The Ford Foundation, which for decades funded much of public broadcasting, last week shifted its media grantmaking to a different medium – newspapers.
The Los Angeles Times announced the $1 million grant, which according to the Times will pay for reporters to cover “Vietnamese, Korean and other immigrant communities, the California prison system, the border region and Brazil.”
The Times story noted that the new Brazil-based reporter will be the newspaper’s first full-time correspondent in Latin America in “several years.”
Until now, the Ford Foundation has been more closely associated with public radio and television. Ford used to give National Public Radio six and seven-figure grants each year for international news coverage and reporting of certain topics. In 1967, Ford paid the entire cost of starting a national public television network in the U.S., with a $10 million grant to create what became the Public Broadcasting Service.
Last year Ford continued to support some public broadcasting projects, such as $700,000 to New York Public Radio But the Ford grants database do not include any grants to “NPR,” “National Public Radio,” “PBS,” or “Public Broadcasting System” in 2010 or 2011.
“[W]e and many other funders are experimenting with new approaches to preserve and advance high-quality journalism,” said an unnamed foundation spokesman quoted by the Los Angeles Times.
That journalism evidently will not be on public radio or TV.
Ford’s shift to newspapers follows the announcement last month that the National Endowment for the Arts was eliminating much of its funding for PBS arts programming, moving instead to fund arts projects that are based on the Internet.
Ford already supports Pro Publica “to produce investigative journalism,” which then appears in U.S. newspapers, according to page 83 of the Ford grants database.
In 2010 and 2011, Ford made over $700,000 in grants to The New Press, Inc., to publish reports “on key topics in criminal justice reform,” according to page 101 of the database.
However, both Pro Publica and The New Press are non-profit entities, as are U.S. public radio and television. With this grant to the Los Angeles Times, Ford is committing major funding to a for-profit company, an arrangement described as “unusual” by the Poynter Institute.
But this arrangement may not be as unusual as it seems. Some public broadcasting programs are produced by for-profit commercial companies, which receive grants from foundations and from the Corporation for Public Broadcasting.

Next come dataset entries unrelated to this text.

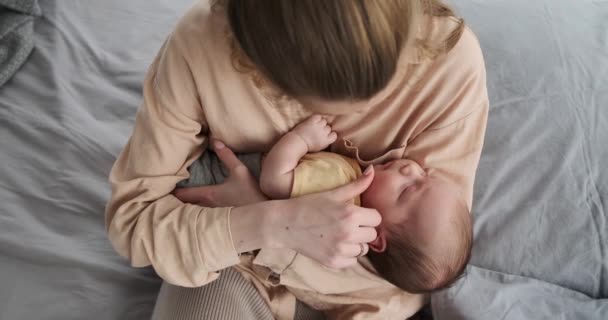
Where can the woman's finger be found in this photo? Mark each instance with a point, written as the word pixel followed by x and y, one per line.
pixel 340 263
pixel 350 191
pixel 355 250
pixel 226 155
pixel 364 235
pixel 193 194
pixel 367 217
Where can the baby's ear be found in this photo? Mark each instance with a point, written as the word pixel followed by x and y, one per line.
pixel 379 244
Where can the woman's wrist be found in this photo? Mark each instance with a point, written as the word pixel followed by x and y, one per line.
pixel 257 226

For example, the PBS NewsHour is produced by MacNeil-Lehrer Productions, begun by Robert MacNeil and Jim Lehrer, the broadcast’s original anchors. But in 1981, MacNeil and Lehrer sold half of their firm to the Gannett company, which owns commercial TV stations and publishes USA TODAY. And then in 1994, according to its website, two-thirds of the company was sold to another commercial company, Liberty Media. Liberty Media is headed by longtime cable TV pioneer John Malone, and according to its website owns properties including the Starz movie network and the Atlanta Braves.
And Charlie Rose, who just began anchoring the morning broadcast on CBS, produces his nightly interview program at the commercial Bloomberg TV network, which televises the program it each evening before it is seen on PBS.
But returning to the Ford grant to the Los Angeles Times, much of the initial reaction has been critical.
“Frankly, we find it bizarre that the publication would have to turn to nonprofit help to cover its own communities,” wrote Dennis Romero in the LA Weekly “..[T]he Times says it’s going to use its newfound cash to ‘hire journalists who will focus on the Vietnamese, Korean and other immigrant communities…’ In other words, to do the job it’s supposed to be doing anyway.”